In spite of the precautions taken to avoid interference, it is known that interference does occur in cellular systems like that previously described. One aspect of this interference originates from same analog or digital channel communications occurring simultaneously in the cells 10 of other clusters 12 (i.e., co-channel interference) . To understand this phenomena, assume with reference to FIGURE 1 the existence of concurrent voice communications in frequency group C on an analog voice channel or digital voice channel associated with frequency flO in any one or more of the cells 10(3) in the clusters 12(2), 12(3) and/or 12(4) of the service area. In spite of any imposed broadcast power limitations, a certain amount of the radio frequency energy of those voice communications propagates beyond the respective cell boundaries and is injected as interference into the voice channel(s) for frequency flO of frequency group C in other cells 10(3), for example, in cell 10(3) of cluster 12(1).

Each of the cells 10 in a cellular system such as that illustrated in FIGURE 1 includes at least one base station (BS) 18 configured to facilitate radio frequency communications with mobile stations 20 moving throughout the service area. The base stations 18 are illustrated as being positionally located at or near the center of each of the cells 10. However, depending on geography and other known factors, the base stations 18 may instead be located at or near the periphery of, or otherwise away from the centers of, each of the cells 10. In such instances, the base stations 18 may broadcast and communicate with mobile stations 20 located within the cells 10 using directional rather than omni-directional antennas. The base stations 18 are connected by communications links (generally shown by arrow 21) to at least one mobile switching center (MSC) 22 operating to control the operation of the system for providing cellular communications with the mobile stations 20.

Reference is now made to FIGURE 2, wherein there is shown a schematic illustration of the distribution of the groups of frequencies 14 (A through G) amongst the cells 10(1) -10 (7) in one given cluster 12. It is well known that the cellular frequency band includes frequencies in both a normal frequency band and frequencies in an extended frequency band.
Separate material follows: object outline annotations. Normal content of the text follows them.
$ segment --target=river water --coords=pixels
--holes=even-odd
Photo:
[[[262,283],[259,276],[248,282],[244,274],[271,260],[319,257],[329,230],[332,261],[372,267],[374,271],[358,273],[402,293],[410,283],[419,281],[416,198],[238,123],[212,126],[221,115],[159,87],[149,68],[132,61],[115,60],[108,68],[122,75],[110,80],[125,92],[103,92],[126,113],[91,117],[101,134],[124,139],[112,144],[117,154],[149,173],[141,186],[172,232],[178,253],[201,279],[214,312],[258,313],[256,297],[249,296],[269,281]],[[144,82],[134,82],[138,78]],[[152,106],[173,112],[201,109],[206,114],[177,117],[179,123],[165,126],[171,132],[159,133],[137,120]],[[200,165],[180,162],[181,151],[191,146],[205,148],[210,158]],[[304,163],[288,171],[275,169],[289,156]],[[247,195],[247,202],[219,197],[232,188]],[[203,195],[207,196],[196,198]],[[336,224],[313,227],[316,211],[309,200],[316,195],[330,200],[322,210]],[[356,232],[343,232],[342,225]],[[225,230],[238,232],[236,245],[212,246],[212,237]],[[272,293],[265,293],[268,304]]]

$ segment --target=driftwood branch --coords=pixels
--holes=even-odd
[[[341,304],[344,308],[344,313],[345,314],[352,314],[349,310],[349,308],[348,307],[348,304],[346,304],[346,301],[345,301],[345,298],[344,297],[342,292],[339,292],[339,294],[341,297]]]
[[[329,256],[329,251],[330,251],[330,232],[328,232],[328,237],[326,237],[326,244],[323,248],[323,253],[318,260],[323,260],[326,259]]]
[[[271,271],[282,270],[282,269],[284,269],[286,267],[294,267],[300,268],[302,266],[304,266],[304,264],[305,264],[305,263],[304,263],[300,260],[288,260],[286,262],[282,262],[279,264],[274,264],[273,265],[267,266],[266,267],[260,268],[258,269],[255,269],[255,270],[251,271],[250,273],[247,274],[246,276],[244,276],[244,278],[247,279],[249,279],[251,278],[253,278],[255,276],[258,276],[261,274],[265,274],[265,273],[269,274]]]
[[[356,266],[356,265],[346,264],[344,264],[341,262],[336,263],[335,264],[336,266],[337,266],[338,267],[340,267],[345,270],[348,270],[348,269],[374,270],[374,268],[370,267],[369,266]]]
In dividing the frequencies of the cellular frequency band into the frequency groups 14, each frequency group acquires both normal band (nb) frequencies 16 and extended band (eb) frequencies 17.
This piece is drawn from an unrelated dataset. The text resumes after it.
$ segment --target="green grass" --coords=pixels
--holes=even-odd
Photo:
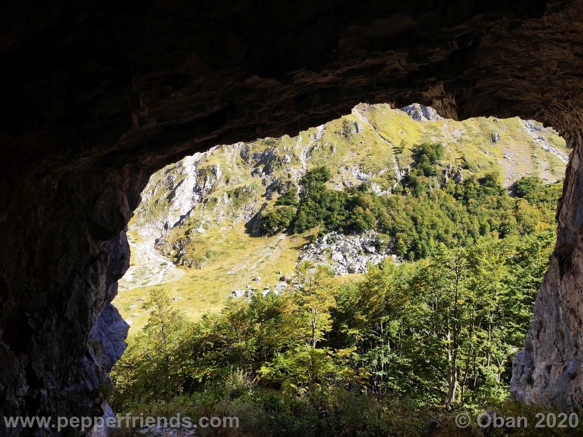
[[[347,128],[353,126],[355,122],[362,125],[363,131],[347,135]],[[494,132],[501,135],[496,144],[491,140]],[[370,181],[382,189],[390,189],[395,183],[395,164],[401,169],[410,164],[412,148],[424,142],[442,143],[445,154],[441,164],[444,167],[452,164],[455,170],[467,166],[462,171],[465,177],[470,173],[479,176],[494,171],[510,185],[524,175],[537,175],[554,182],[563,177],[565,171],[564,163],[543,150],[518,118],[419,122],[386,104],[361,104],[352,114],[325,125],[321,138],[315,140],[318,133],[318,129],[312,128],[296,137],[262,139],[245,147],[250,156],[275,147],[279,158],[289,158],[289,163],[275,165],[273,172],[266,179],[268,182],[283,182],[292,177],[294,171],[297,174],[302,165],[302,153],[308,150],[308,168],[328,167],[333,175],[330,185],[336,188],[359,184],[351,171],[358,168],[371,174]],[[557,149],[569,153],[563,138],[550,132],[540,135]],[[293,269],[297,249],[310,237],[287,236],[279,239],[278,235],[261,238],[245,233],[243,217],[257,212],[265,202],[273,203],[278,195],[272,200],[264,196],[264,181],[259,175],[252,174],[255,166],[250,160],[243,159],[241,150],[240,146],[224,146],[200,155],[196,176],[199,182],[217,165],[220,167],[222,175],[207,195],[206,203],[198,205],[191,218],[173,229],[166,237],[168,247],[172,242],[187,239],[186,256],[199,262],[202,268],[180,267],[184,274],[180,279],[153,287],[162,287],[171,297],[181,297],[173,304],[191,318],[220,310],[234,290],[247,285],[260,290],[266,284],[274,286],[279,281],[279,270],[285,274]],[[508,153],[512,156],[510,160],[504,157]],[[143,242],[138,232],[141,227],[168,215],[170,206],[167,196],[187,176],[184,167],[175,164],[167,165],[152,176],[145,191],[147,200],[129,224],[131,241]],[[199,228],[205,232],[199,233],[196,230]],[[134,254],[130,262],[132,266],[138,262]],[[146,273],[136,269],[130,283],[142,285]],[[261,280],[252,281],[255,276],[260,276]],[[153,287],[120,291],[114,301],[124,318],[132,322],[131,332],[142,326],[147,318],[138,299],[143,299]],[[131,308],[132,305],[136,306]]]
[[[208,311],[220,311],[234,290],[247,285],[258,290],[268,284],[273,287],[279,281],[280,270],[284,274],[293,270],[297,249],[308,242],[311,234],[254,238],[239,225],[226,231],[213,228],[201,235],[205,246],[217,248],[202,269],[180,267],[185,274],[177,281],[119,292],[114,304],[124,319],[132,322],[131,333],[141,329],[147,319],[138,299],[145,299],[152,288],[162,288],[171,298],[180,297],[173,302],[174,307],[189,318],[196,319]],[[261,280],[253,281],[257,276]]]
The mobile stations 20 operable in the system of FIGURE 1 may comprise mobile stations configured for voice channel operation only on those frequencies of the normal frequency band (nb) 16, or alternatively comprise mobile stations capable of voice channel operation over frequencies in both the normal frequency band and the extended frequency band (eb) 17. In the case of mobile stations 20 operable over both bands, preference for operation is typically made in the system for use of the extended frequency band 17. Unfortunately, there are typically fewer voice channels assigned to the extended frequency band 17 than to the normal frequency band 16 (as is generally shown in FIGURE 2) , and because perhaps as many as eighty percent of the mobile stations 20 do operate in both bands and prefer use of voice channels in the relatively smaller extended frequency band, inefficient use is made of the remaining available communications resources of the cellular telephone system (i.e., the normal frequency band) . This results in crowding, increased competition, and a greater likelihood of experiencing instances of co-channel interference on the voice channels of the extended frequency band 17.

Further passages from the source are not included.